3.2 Laboratory diagnosis

Confirmation of the clinical diagnosis is by the demonstration of botulinum toxin in blood samples or, in the case of wound botulism, by the identification of C. botulinum in wound specimens. Routine laboratory tests are not helpful and specimens should therefore be sent immediately to the reference laboratory.

Samples to be taken from acutely ill patients include:

  • serum: At least 10ml. Serum samples must be collected before antitoxin is administered.
  • wound. Pus: As much as possible in a sterile container. If pus is not available, a swab of the lesion should be taken and put immediately into a transport medium for anaerobic culture.
  • biopsy tissues: If surgical debridement is performed, biopsy tissues should be placed immediately into a sterile container.
  • post mortem specimens: Heart blood (10ml), if not haemolysed, should be sent for serum for serum collection. Specimens from infected wounds may also be useful

All samples must be kept refrigerated after collection.

All specimens should be sent directly to the Gastrointestinal Bacteria Reference Unit with the sender’s name and address clearly marked. The reference laboratory should be telephoned prior to sending the sample.

Out of office hours, laboratory personnel can be contacted through the Public Health England (PHE) duty doctor on 0208 200 4400.

3.3 Clinical management

Botulinum antitoxin is effective in reducing the severity of symptoms if administered early in the course of the disease. C. botulinum is sensitive to benzyl penicillin and metronidazole. In cases of wound infection, antimicrobial therapy and surgical debridement should reduce the organism load and therefore toxin production, but circulating toxin can only be neutralised by the early administration of antitoxin.

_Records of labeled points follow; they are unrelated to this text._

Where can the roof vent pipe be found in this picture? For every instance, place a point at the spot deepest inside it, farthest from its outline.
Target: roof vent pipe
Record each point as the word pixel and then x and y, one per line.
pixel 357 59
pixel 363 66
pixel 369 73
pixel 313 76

Where there is definite clinical suspicion of botulism, treatment with antitoxin should not be delayed for microbiological testing.

Antitoxin can be obtained from the Colindale site by contacting the duty doctor on 020 8200 4400.

3.4 Preventive measures

The risk of death in individuals presenting with wound botulism may be reduced if supportive therapy and antitoxin are provided promptly. Increased awareness amongst clinicians may facilitate prompt diagnosis and treatment.

Wound botulism is thought to occur in people who inject drugs when heroin contaminated with C. botulinum spores is injected into sites that encourage anaerobic conditions. There is no way of telling if a supply of heroin (or other drugs) is contaminated with C. botulinum spores. The following advice may reduce the risk of wound botulism in people who inject drugs:

Smoking heroin instead of injecting may reduce the risk of wound botulism. However, some infections, such as anthrax, can result from smoking contaminated heroin. Overall smoking heroin is likely to be safer than injecting, but there are still risks.

PHE advice for ‘Botulism infection in those who inject drugs’ is available on the PHE website.

4. Reporting and public health investigation

Since food borne botulism constitutes a public health emergency, food must be excluded as a source for all cases of botulism. PHE has prepared a botulism reporting questionnaire that consultants in communicable disease control (CCDCs) can use to obtain information on clinical presentation, food history and injecting behaviour from all suspected cases of botulism.

Food samples associated with suspected cases of food borne botulism must be obtained as a matter of extreme urgency in order to prevent further cases.

Samples of heroin can be tested by PHE for the presence of microbial contamination.

If the police are in possession of drugs believed to be associated with suspected cases of wound botulism, please contact PHE foodborne pathogens reference services (part of the gastrointestinal bacteria reference unit) on 020 8200 4400 ext 7117 to discuss arrangements for testing.

Clinicians and CCDCs are asked to report any suspected cases of botulism to PHE foodborne pathogens reference services or to the PHE duty doctor on 020 8200 4400.